Владька Шмагин сидел на корме, у "Вихря", и свитер его похож был на бабочку-траурницу, ярко-коричневый с бледно-коричнево-серой каемкой понизу. Владька сидел изящно, как бабочка, "Вихрь" ревел и держал обороты, мы мчались теперь уже поперек Печоры на свисающую прямо к воде клепину, а любое гнутое, кажется - это было ольхой, тут зовут "клепина". И в этот момент над нами плавно и низко пролетел орлан-белохвост. Он был неожиданно короткий в полете, будто обрублен сзади, что не мешало величию, он был в обычном своем старом пледе с бахромой, размах пледа - под два метра, а взвесь орлана голенького - едва четыре с половиной кэгэ, но кому придет в голову ощипать величие, словно курицу. И Владька крикнул мне через всю разделяющую нас пространственность лодки - гортанно, небрежно и властно, как всегда: "Белохвост! Семга пошла!" Потому что орлан-белохвост появляется тут вместе с семгой, чуть раньше семги, патрулирует реку, выжидает в могучем своем лете туда-обратно, и он первым знает, что семга уже пошла на нерест. Чем занимается орлан-белохвост в остальное время года - великая его тайна, мне неведомая.

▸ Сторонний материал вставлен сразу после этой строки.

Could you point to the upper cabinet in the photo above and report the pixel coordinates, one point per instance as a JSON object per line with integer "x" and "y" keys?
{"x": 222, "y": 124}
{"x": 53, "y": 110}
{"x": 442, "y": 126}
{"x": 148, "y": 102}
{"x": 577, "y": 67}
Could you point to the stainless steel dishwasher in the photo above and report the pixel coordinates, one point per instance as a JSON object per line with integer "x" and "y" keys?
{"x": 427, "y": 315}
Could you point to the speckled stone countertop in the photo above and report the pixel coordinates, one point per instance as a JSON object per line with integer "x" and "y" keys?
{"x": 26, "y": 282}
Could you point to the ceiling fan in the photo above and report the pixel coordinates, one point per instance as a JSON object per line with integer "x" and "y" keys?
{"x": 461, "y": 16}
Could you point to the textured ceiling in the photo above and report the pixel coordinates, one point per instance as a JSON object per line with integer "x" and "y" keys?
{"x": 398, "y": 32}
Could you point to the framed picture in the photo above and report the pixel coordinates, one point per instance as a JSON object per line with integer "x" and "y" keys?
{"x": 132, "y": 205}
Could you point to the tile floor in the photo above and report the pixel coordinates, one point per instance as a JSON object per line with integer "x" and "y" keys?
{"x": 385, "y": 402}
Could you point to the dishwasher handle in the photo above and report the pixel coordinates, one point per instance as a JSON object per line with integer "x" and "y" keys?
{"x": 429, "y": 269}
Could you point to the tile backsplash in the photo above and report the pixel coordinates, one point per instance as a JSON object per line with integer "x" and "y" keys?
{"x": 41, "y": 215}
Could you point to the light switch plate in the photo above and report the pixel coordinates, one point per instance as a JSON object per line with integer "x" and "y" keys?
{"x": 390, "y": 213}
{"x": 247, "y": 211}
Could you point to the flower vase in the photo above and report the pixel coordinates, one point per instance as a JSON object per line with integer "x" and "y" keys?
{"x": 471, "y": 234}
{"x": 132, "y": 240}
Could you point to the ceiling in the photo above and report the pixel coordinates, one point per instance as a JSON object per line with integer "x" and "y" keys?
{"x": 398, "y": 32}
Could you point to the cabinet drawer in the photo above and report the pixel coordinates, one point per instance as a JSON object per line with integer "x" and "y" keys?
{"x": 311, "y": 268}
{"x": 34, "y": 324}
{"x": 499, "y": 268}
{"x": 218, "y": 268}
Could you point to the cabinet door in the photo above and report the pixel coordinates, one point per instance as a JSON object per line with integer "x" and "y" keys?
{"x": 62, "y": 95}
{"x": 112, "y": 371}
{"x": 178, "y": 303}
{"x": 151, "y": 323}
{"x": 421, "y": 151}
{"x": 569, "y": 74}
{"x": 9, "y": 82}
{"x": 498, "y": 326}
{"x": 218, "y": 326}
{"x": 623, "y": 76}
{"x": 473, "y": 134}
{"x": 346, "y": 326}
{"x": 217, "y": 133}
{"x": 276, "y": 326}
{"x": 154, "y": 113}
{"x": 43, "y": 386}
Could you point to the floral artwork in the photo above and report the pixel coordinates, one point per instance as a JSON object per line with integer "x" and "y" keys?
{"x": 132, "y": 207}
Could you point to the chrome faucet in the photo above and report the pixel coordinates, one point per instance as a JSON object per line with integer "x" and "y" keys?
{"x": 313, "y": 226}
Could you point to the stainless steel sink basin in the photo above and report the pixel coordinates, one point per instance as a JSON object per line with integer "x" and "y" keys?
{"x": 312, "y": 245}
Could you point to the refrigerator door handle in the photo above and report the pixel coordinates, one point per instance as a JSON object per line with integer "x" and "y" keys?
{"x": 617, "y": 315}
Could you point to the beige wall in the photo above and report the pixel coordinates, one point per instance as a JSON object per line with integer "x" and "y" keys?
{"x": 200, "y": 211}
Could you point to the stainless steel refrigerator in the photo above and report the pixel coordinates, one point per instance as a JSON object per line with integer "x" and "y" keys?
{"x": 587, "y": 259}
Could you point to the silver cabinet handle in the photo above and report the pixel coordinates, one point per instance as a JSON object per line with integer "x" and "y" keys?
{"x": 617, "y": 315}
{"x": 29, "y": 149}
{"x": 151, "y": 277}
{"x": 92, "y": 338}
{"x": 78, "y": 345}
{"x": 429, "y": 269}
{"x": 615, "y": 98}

Владька крикнул, и тут же что-то мощно ударило в тихой яме под берегом, справа от нас, как глубинная бомба. Тихая вода свилась в тугой сиреневый жгут, жгут этот выгнулся горбом, блеснул изнутри и рассыпался темными искрами. В опавшей тишине вдруг выкатилась огромная луна, перевалив через горы. Все разом сменило цвет и форму, берег на мгновенье исчез, слившись с блистающим мерцанием воды и неба. "Вихрь" взревел и затих. Стало оглушительно тихо, только вянущий шорох воды, разрезаемой носом лодки. "Луна под руку вылезла, - сказал Владька. И засмеялся гортанно и властно - Чуть не сели…"

Ночью вдруг стукнуло: человек - это память. Хоть по любимой моей второй теореме Гёделя мы никогда не сможем определить, что же такое - человек, не сможем дать исчерпывающее определение. Мы можем только всю жизнь думать над этим, ходить - кругами - вокруг самих себя, присматриваться и вслушиваться, постигать частности, удивляться им или ужасаться, создавать схемы, чтобы было легче, и отказываться от них, чтобы стать шире и идти вперед. В нас изначально нет и не может быть - опять же по Гёделю, но, может, как раз в этот миг уже родился другой Гёдель, который найдет выход и все переиначит, - такого иерархического уровня языка, такого метаязыка, чтобы самих себя исчерпывающе определить. Жизнь - это память. Не больше, но и не меньше. Любовь - только память. Недаром, если она родится мгновенно, возникает тысяча объясняющих пристроек: "Я тебя будто всю жизнь знаю", "Я тебя уже знал когда-то", "Лет сорок ты мне снилась, а встретилась вчера", или как там в песне поется.